Climate finance has been channelled to the Public Works Department to build climate-proof access roads across the nation.

Climate finance is responsible for new Government policies and for the tailored climate forecasting and early warning systems which so many people rely on.

Commonly it is climate change funding that is actually supporting the critical community and island operations of our line agencies and departments, and even funding the work of our local NGOs and Civil Society Organisations.

New projects starting in 2022 are even working to build urban resilience in Port Vila and Luganville, including a world standard weather radar to help ships and airlines. Nearly all of this finance results from the work of Vanuatu’s delegation to these UN climate negotiations.
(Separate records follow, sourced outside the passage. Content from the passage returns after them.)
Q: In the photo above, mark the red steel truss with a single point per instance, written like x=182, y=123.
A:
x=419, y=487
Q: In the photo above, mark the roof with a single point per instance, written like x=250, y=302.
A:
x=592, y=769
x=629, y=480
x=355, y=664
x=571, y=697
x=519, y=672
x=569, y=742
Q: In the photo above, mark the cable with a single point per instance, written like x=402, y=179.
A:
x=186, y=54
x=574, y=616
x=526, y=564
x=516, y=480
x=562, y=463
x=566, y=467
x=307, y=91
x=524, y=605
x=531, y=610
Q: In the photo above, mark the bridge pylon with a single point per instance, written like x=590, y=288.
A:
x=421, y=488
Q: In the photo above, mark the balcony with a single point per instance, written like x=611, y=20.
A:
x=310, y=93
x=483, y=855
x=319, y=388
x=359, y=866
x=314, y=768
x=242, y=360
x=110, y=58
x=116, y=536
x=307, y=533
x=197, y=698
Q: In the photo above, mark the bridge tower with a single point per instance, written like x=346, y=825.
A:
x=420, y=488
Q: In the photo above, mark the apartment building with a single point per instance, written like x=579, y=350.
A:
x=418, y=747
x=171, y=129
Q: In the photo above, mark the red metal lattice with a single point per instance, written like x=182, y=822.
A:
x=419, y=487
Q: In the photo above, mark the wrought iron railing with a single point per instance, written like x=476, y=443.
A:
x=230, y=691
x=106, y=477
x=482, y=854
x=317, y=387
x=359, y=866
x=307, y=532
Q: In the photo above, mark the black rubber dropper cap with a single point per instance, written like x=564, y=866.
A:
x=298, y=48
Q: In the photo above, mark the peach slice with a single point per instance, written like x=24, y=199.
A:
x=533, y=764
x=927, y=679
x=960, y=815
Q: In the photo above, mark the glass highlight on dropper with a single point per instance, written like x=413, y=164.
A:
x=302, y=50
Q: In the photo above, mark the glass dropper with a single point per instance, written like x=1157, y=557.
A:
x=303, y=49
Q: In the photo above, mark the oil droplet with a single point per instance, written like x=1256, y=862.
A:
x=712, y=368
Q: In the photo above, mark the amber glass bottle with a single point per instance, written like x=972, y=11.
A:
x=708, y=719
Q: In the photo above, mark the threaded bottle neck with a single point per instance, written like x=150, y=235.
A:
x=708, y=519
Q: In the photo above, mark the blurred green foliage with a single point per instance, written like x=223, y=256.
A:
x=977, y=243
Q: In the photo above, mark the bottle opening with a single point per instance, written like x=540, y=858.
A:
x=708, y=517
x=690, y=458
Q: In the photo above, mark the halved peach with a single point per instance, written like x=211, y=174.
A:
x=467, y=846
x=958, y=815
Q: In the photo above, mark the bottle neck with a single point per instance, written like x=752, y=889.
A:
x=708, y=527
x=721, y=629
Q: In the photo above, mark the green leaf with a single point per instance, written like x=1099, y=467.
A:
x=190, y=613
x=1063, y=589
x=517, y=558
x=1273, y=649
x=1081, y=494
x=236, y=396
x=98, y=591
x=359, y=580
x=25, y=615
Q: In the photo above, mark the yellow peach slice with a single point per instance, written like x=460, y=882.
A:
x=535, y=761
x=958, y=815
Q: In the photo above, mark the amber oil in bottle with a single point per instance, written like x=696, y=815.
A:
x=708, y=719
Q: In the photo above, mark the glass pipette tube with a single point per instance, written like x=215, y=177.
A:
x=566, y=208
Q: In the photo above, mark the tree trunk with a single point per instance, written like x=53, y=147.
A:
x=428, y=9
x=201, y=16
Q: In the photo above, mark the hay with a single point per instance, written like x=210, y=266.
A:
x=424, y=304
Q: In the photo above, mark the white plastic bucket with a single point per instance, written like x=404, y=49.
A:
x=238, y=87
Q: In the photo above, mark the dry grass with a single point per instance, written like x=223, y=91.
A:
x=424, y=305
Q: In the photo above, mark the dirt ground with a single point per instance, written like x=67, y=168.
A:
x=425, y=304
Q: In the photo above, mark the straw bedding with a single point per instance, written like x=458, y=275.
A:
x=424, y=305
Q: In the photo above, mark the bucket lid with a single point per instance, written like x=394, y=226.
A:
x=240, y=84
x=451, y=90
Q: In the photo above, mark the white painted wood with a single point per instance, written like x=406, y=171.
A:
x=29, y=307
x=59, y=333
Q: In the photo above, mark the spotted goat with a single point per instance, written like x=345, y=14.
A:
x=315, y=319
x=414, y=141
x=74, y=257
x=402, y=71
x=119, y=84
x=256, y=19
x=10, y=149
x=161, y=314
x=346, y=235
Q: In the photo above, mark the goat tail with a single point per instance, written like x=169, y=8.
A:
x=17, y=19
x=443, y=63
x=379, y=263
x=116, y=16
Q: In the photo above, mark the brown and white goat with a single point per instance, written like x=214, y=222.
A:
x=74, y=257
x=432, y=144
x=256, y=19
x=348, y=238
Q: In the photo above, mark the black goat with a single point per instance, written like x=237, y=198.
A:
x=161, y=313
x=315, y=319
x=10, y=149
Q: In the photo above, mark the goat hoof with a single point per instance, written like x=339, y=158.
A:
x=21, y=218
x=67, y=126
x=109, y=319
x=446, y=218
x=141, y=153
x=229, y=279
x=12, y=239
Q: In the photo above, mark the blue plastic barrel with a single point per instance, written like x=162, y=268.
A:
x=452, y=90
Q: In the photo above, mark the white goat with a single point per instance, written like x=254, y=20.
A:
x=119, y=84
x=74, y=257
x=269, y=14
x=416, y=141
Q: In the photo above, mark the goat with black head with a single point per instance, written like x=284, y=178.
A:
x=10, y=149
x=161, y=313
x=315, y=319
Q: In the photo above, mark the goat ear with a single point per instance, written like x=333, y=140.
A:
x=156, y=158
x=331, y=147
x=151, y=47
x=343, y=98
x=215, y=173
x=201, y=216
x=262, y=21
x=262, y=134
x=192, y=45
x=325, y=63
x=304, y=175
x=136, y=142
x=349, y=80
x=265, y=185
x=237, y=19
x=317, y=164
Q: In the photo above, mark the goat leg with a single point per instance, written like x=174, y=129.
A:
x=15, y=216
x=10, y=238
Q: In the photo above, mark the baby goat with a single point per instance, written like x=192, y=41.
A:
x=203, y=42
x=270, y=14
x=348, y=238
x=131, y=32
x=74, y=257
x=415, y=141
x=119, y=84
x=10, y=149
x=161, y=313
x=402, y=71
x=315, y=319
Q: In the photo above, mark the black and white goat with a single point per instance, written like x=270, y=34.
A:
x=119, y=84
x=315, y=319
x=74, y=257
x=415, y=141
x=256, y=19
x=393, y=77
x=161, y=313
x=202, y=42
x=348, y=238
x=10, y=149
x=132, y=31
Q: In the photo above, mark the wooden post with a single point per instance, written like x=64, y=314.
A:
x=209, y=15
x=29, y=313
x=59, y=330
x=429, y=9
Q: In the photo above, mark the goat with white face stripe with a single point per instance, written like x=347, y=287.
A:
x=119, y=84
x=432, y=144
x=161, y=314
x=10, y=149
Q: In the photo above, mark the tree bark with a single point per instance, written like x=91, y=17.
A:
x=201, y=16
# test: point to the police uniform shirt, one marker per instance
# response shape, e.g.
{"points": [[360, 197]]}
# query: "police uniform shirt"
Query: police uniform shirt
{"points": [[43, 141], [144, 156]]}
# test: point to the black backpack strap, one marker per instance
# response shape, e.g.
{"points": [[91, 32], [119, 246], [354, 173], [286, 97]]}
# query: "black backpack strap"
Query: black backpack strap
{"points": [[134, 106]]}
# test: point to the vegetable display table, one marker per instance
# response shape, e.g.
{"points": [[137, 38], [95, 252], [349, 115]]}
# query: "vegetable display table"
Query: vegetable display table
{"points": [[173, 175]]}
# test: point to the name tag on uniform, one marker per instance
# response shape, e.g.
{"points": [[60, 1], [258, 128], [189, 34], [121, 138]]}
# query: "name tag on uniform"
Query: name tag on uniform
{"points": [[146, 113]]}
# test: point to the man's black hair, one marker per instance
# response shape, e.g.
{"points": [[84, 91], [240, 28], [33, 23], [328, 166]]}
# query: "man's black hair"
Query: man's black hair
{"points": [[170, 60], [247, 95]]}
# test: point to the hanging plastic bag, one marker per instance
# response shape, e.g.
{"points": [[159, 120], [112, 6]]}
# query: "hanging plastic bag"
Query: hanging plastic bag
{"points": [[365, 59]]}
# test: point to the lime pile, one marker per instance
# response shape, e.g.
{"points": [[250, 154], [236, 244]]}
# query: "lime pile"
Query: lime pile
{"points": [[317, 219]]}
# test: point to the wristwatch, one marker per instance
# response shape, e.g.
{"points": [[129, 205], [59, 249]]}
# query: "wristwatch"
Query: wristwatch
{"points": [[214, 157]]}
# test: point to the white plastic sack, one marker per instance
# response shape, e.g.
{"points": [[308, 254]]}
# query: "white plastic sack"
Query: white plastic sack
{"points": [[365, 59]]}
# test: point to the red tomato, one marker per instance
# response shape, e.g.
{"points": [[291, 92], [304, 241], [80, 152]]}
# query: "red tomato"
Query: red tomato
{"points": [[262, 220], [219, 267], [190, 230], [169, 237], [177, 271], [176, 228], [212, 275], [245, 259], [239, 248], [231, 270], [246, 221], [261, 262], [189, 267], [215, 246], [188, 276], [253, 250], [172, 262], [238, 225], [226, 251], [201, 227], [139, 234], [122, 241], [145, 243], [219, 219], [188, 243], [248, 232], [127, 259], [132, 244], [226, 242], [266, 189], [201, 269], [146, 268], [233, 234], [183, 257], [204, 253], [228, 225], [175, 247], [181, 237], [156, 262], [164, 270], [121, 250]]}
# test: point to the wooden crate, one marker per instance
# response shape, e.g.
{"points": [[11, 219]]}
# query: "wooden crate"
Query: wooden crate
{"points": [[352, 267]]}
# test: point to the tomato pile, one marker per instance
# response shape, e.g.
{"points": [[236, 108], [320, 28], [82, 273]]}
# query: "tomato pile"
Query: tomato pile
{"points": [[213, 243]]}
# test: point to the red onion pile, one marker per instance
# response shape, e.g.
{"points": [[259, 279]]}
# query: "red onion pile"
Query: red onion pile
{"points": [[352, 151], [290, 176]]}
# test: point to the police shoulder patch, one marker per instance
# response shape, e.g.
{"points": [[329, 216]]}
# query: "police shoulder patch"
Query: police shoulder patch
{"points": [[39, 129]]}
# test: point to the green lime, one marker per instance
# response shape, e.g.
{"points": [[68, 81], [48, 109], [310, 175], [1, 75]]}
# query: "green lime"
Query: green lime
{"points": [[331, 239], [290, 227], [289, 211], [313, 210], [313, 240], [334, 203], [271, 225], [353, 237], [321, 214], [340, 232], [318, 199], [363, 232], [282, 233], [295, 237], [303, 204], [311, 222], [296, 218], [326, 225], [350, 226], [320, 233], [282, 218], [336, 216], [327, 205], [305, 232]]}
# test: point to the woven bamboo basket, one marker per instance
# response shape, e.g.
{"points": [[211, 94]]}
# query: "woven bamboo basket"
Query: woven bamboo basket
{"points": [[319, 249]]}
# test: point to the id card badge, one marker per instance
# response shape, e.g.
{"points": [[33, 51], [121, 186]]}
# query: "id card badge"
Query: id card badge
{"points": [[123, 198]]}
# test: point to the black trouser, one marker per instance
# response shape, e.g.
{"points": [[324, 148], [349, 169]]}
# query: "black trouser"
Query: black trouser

But Vanuatu needs much more; The enhanced Nationally Determined Contribution indicates that Vanuatu will require more than $1.2 billion US, to be funded by our donor partners, through 2030 to implement our most urgent mitigation, adaptation and loss and damage needs.

In Germany this week from June 6 to 18, Vanuatu alongside its Pacific neighbours push for new projects that double current adaptation finance, as well as ask for an entirely new stream of funding for communities and businesses that are wiped out by extreme events like cyclones, and slow onset climate change like sea level rise and ocean acidification.

Vanuatu delegates are also stepping up pressure on countries to get rid of fossil fuels like coal, oil and gas entirely, to help to keep temperature rise below 1.5 degrees.

Vanuatu’s negotiating team to this climate conference will cover various thematic areas including climate change adaptation, loss and damage, mitigation around Article 6, climate finance, transparency, research science, gender, technology and oceans.

Discussions in Germany of Vanuatu’s foreign policy priority to bring climate change to the International Court of Justice are expected to inject new ambition and urgency into pledges made by countries when the climate Resolution is tabled by Vanuatu at the UN General Assembly later this year.

The negotiations over the coming days will be intense for Vanuatu delegates in Bonn, with late night sessions and strong pressure against Vanuatu’s positions from many countries. Other delegates representing various sectors from the government, private sectors and NGOs will follow the negotiations in Vanuatu using the conference virtual platform.

Through the capacity building work done by the Ministry of Climate Change over the past years, the delegation to the current meeting in Germany is one of the biggest for Vanuatu, compared to previous years, to bring the grassroots’ needs to the international level.